If one asks why democracy has spread across the world in such a way, I would simply draw a symbol to explain why. It would look like this—not a male fertility symbol, but a satellite dish. We live in a global information society. Fewer and fewer people are outside that society, and increasingly the middle-eastern countries, like other states in the world, will not be outside it either. A global information society is one where people become much more active and informed citizens than they ever were before, no matter how poor or rich they may be, and I see it as an irresistible force.

Professor Diamond, whom I quoted earlier, has some intriguing things to say about this, which I agree with. He says we could be entering the era of universal democracy; that democracy as a form of legitimacy could become as universal across the world as the nation state form has become over the past several decades. I believe this to be an assessment of fact, and also a statement of purpose that we should embrace.

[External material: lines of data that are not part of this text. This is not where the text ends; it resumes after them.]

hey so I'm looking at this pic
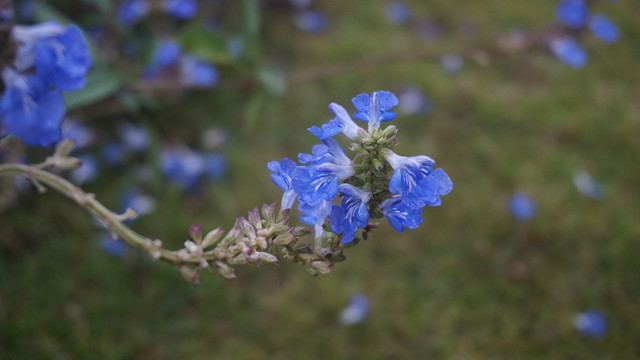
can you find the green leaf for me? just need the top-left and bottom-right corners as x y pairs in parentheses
(64, 71), (123, 110)
(177, 24), (232, 64)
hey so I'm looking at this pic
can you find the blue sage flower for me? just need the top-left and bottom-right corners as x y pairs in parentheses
(13, 22), (91, 91)
(328, 102), (366, 139)
(329, 184), (371, 244)
(163, 0), (197, 20)
(1, 69), (65, 147)
(381, 195), (423, 232)
(267, 157), (298, 209)
(556, 0), (589, 29)
(549, 36), (587, 69)
(509, 191), (536, 221)
(589, 14), (619, 44)
(384, 151), (437, 208)
(299, 200), (332, 239)
(118, 0), (150, 26)
(351, 91), (399, 132)
(179, 56), (219, 87)
(339, 294), (370, 325)
(574, 309), (607, 338)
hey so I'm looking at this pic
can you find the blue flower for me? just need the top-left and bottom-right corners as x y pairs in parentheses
(549, 36), (587, 69)
(351, 91), (399, 132)
(118, 123), (150, 153)
(574, 309), (607, 338)
(100, 233), (128, 257)
(202, 153), (227, 181)
(267, 157), (298, 209)
(1, 69), (65, 147)
(12, 22), (91, 91)
(144, 40), (182, 77)
(294, 10), (328, 33)
(509, 191), (536, 221)
(384, 151), (436, 208)
(179, 56), (219, 87)
(70, 155), (99, 185)
(387, 2), (411, 25)
(556, 0), (589, 29)
(329, 184), (371, 244)
(440, 53), (464, 75)
(299, 199), (332, 239)
(398, 86), (431, 116)
(573, 170), (605, 201)
(60, 118), (94, 150)
(589, 14), (619, 44)
(327, 102), (365, 139)
(118, 0), (150, 26)
(381, 195), (423, 232)
(416, 168), (453, 207)
(339, 294), (370, 325)
(120, 188), (156, 219)
(163, 0), (197, 20)
(293, 139), (354, 205)
(160, 147), (205, 191)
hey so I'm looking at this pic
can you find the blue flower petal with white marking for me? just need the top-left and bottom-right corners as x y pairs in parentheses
(308, 118), (344, 140)
(328, 102), (365, 139)
(381, 195), (423, 232)
(299, 200), (332, 239)
(1, 69), (65, 147)
(267, 157), (298, 209)
(385, 151), (438, 208)
(351, 90), (399, 132)
(416, 168), (453, 207)
(556, 0), (589, 29)
(329, 184), (370, 244)
(589, 14), (619, 44)
(550, 36), (587, 69)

What are the implications of this for democracy in Iraq? I want to make several points. First, democracy in Iraq is possible. While I do not want to demean it in any way, if democracy in the sense of regular, fair and free elections held over a 10-year period can grow in a country such as Mali, where half of the population is illiterate, which suffers from high levels of primary poverty and which has a history of conflict, then we can certainly have democracy in Iraq.

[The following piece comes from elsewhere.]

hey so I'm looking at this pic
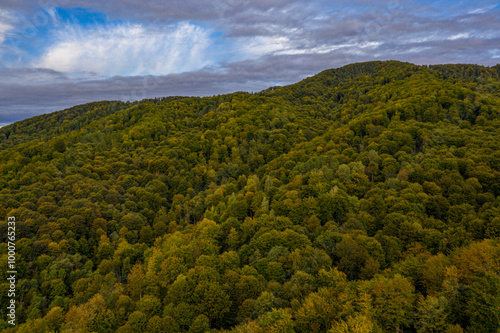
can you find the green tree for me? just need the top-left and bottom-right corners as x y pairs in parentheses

We all know that Iraq is poised on a knife-edge, but it should be recognised that democracy in Iraq will be made by the Iraqis. By and large, I feel that the British media have not recognised the massive contribution already made by the Iraqi people themselves to the evolution of democracy in their country. By that I do not mean just the introduction of the vote, but the actions and the influence, for example, of the Grand Ayatollah Ali al-Sistani. He insisted that early elections should be held when it looked as though the Americans were about to put them off and he has rebutted Shia extremism. Iraqis will create democracy in their country.

Secondly, the lessons of democratisation across the world teach us that democracy does not flourish in only one country, just as economic development does not take place in one country. The development of democracy is regional. In Europe, Portugal was followed by Spain and Greece. The success of democracy in Iraq is therefore bound to be affected by how far the flowering of democracy in other Arab and middle eastern countries can take hold. We should be encouraging democratic movements in those countries. Indeed, a dialogue between Iraq and emergent democracies in other middle eastern countries is key to the success of the process of democratisation in Iraq.

Thirdly, people tend to ask whether democracy can flourish at the point of a gun. As the writer Michael Ignatieff has pointed out, we should now be asking whether democracy can be stopped at the point of a gun. The international community should respond by saying no, it will not allow the mandate of the Iraqi people to be stopped at the point of a gun. No matter how difficult the security situation, we must insist that this is an indigenous democratic process which the international community—no matter what its views on the war—should now get behind and support.

Fourthly, we must support the role of women. Women are everywhere crucial to the democratic process. It was heartening to see so many women candidates standing for the assembly in Iraq. There is a flowering of women's groups in civil society, as there is a flowering of civil society generally in Iraq despite the horribly oppressive circumstances of the security situation. We should support these trends.